山大自考本科怎么样:琥珀屋(英文版)

来源:百度文库 编辑:神马品牌网 时间:2024/04/28 14:53:42

It vanished in the wake of World War II–an 11-foot-square hall walled with amber and other semiprecious stones and worth $142 million in today's dollars. One of the only pieces to be found is a small mosaic of jasper and onyx.

In 1716, the king of Prussia presented the Amber Room, a masterpiece of Baroque art, to Russian Czar Peter the Great. Catherine the Great later commissioned a new generation of craftsmen to embellish the room and moved it from the Winter Palace in St. Petersburg to her new summer abode in Tsarskoye Selo, just outside the city. "When the work was finished, in 1770, the room was dazzling," wrote art historians Konstantin Akinsha and Grigorii Kozlov. "It was illuminated by 565 candles whose light was reflected in the warm gold surface of the amber and sparkled in the mirrors, gilt, and mosaics."

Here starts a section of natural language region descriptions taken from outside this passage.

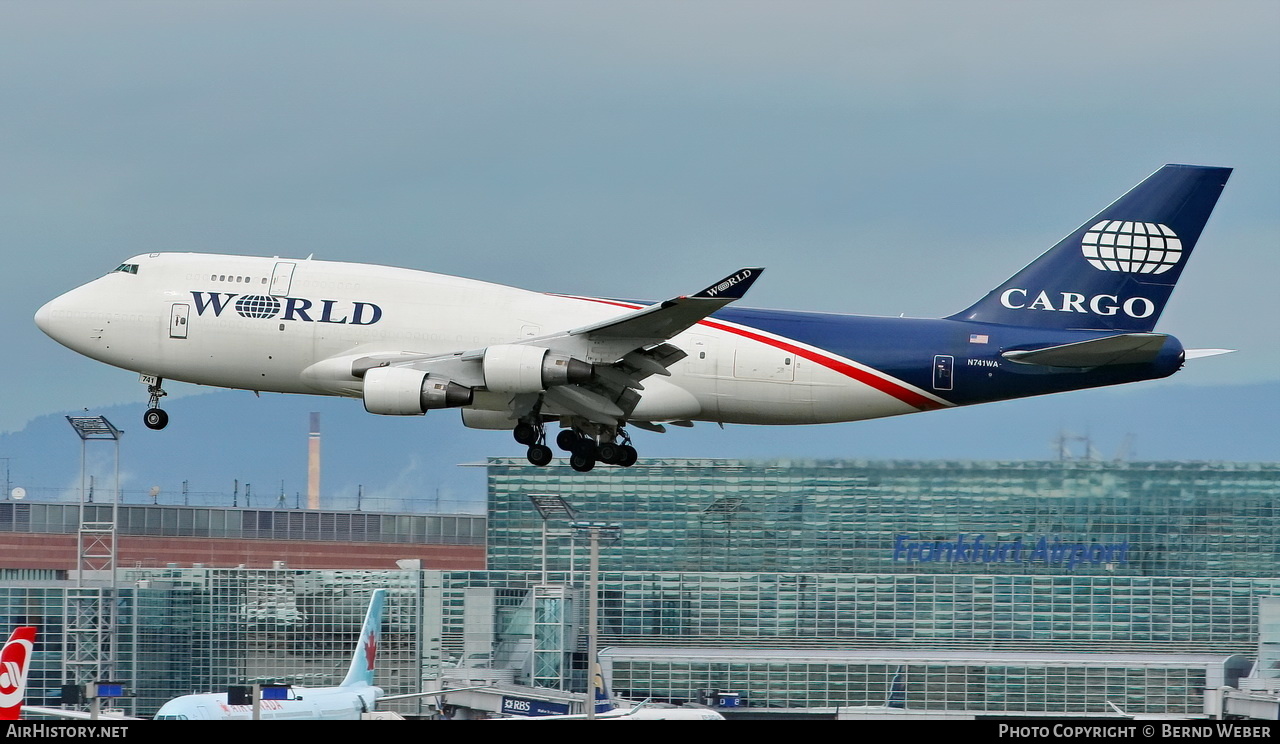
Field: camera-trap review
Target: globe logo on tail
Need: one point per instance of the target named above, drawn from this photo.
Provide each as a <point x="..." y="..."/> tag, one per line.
<point x="1134" y="247"/>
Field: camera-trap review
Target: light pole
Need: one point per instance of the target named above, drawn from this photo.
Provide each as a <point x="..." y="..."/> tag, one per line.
<point x="594" y="532"/>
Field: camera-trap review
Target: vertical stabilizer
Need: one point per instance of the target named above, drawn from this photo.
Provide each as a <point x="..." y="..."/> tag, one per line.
<point x="364" y="657"/>
<point x="14" y="663"/>
<point x="603" y="702"/>
<point x="1118" y="269"/>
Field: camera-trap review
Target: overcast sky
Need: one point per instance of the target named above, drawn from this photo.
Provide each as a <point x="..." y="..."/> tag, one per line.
<point x="880" y="158"/>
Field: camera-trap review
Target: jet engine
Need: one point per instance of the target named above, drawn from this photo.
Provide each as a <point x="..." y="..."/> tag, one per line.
<point x="530" y="369"/>
<point x="397" y="391"/>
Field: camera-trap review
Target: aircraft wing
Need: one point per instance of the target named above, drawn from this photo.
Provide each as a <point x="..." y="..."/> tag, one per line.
<point x="1110" y="350"/>
<point x="599" y="366"/>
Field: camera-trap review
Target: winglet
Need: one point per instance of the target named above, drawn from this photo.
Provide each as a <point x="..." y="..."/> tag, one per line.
<point x="731" y="287"/>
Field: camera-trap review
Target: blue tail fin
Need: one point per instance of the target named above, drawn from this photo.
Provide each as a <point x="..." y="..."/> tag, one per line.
<point x="1116" y="270"/>
<point x="362" y="660"/>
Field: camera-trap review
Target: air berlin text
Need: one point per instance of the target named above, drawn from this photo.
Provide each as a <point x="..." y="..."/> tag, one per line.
<point x="1015" y="299"/>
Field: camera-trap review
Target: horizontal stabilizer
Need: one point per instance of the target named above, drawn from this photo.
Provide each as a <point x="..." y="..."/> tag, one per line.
<point x="1111" y="350"/>
<point x="1203" y="352"/>
<point x="671" y="318"/>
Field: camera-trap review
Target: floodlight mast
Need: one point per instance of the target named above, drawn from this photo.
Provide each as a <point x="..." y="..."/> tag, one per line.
<point x="88" y="644"/>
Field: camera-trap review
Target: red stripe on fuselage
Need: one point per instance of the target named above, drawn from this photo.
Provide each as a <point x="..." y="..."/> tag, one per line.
<point x="882" y="384"/>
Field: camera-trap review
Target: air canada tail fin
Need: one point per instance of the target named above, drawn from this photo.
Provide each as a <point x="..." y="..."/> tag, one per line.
<point x="1116" y="270"/>
<point x="603" y="701"/>
<point x="14" y="663"/>
<point x="364" y="657"/>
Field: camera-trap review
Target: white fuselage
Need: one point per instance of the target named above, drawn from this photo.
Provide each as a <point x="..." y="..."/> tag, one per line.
<point x="270" y="324"/>
<point x="341" y="703"/>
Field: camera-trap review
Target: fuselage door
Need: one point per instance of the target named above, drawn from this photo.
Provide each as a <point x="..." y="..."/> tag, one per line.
<point x="282" y="278"/>
<point x="178" y="320"/>
<point x="944" y="372"/>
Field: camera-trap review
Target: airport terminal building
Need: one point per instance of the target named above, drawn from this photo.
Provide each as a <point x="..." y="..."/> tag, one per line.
<point x="981" y="587"/>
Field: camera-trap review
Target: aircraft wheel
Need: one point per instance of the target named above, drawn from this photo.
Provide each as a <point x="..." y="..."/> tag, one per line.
<point x="609" y="453"/>
<point x="155" y="419"/>
<point x="525" y="433"/>
<point x="539" y="455"/>
<point x="581" y="462"/>
<point x="586" y="448"/>
<point x="567" y="439"/>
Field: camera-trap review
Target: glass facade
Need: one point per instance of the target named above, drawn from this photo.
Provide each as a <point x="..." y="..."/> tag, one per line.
<point x="940" y="681"/>
<point x="1100" y="519"/>
<point x="188" y="521"/>
<point x="794" y="584"/>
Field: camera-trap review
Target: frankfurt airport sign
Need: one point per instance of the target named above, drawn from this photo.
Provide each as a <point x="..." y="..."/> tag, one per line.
<point x="976" y="549"/>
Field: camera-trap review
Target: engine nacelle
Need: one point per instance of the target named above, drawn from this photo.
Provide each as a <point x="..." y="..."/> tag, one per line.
<point x="530" y="369"/>
<point x="397" y="391"/>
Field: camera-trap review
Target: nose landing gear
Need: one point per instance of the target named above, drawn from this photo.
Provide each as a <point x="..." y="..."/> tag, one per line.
<point x="155" y="418"/>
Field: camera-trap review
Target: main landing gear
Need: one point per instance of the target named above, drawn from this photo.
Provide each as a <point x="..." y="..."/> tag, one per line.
<point x="615" y="448"/>
<point x="533" y="434"/>
<point x="155" y="418"/>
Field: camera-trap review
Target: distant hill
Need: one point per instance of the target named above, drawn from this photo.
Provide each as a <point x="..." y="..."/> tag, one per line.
<point x="411" y="464"/>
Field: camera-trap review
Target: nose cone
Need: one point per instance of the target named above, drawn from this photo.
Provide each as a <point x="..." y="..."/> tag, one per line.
<point x="45" y="318"/>
<point x="56" y="320"/>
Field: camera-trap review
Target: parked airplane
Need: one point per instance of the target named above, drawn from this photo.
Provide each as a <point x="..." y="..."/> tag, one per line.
<point x="406" y="342"/>
<point x="356" y="694"/>
<point x="14" y="665"/>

This opulent gesture of friendship between Russians and Germans would come to serve as a potent symbol of their divisions. When Hitler invaded the Soviet Union in 1941, his troops overran Tsarskoye Selo, dismantled the panels of the oversized jewel box, packed them up in 27 crates, and shipped them to Königsberg, Germany (today's Kaliningrad). In January 1945, after air raids and a savage ground assault on the city, the room's trail was lost.

After the war, the German official in charge of the amber shipment said the crates were in a castle that burned down in an air raid. A Soviet investigator found a charred fragment from the room. Others think the palace sank to the bottom of the Baltic Sea in a torpedoed steamer or was stashed in an abandoned mine in Thuringia. Serious historians of the subject have little hope that the room will ever be found. Nonetheless, the Internet bubbles with Amber Room-related theories. A German film company even made an Indiana Jones-style movie based on the story.

War trophy. Reality caught up with the fantasies in 1997, when a group of German art detectives, including a former Stasi agent, heard talk that someone was trying to hawk a piece of the Amber Room. Police raided the office of a lawyer in Bremen who was trying to sell the work for a client–the son of a German officer who had accompanied the wartime convoy to Königsberg. The son said he had no idea how his father got the mosaic. One theory is that the crates of amber were bombed on the road and the father swiped a chunk of the room as a war trophy, figuring no one would be the wiser. In April, officials from Berlin presented the recovered mosaic to Russian President Vladimir Putin–along with an intricately inlaid chest from the Amber Room that had also turned up–in a goodwill ceremony faintly and oddly reminiscent of that first kingly gift just under 300 years ago.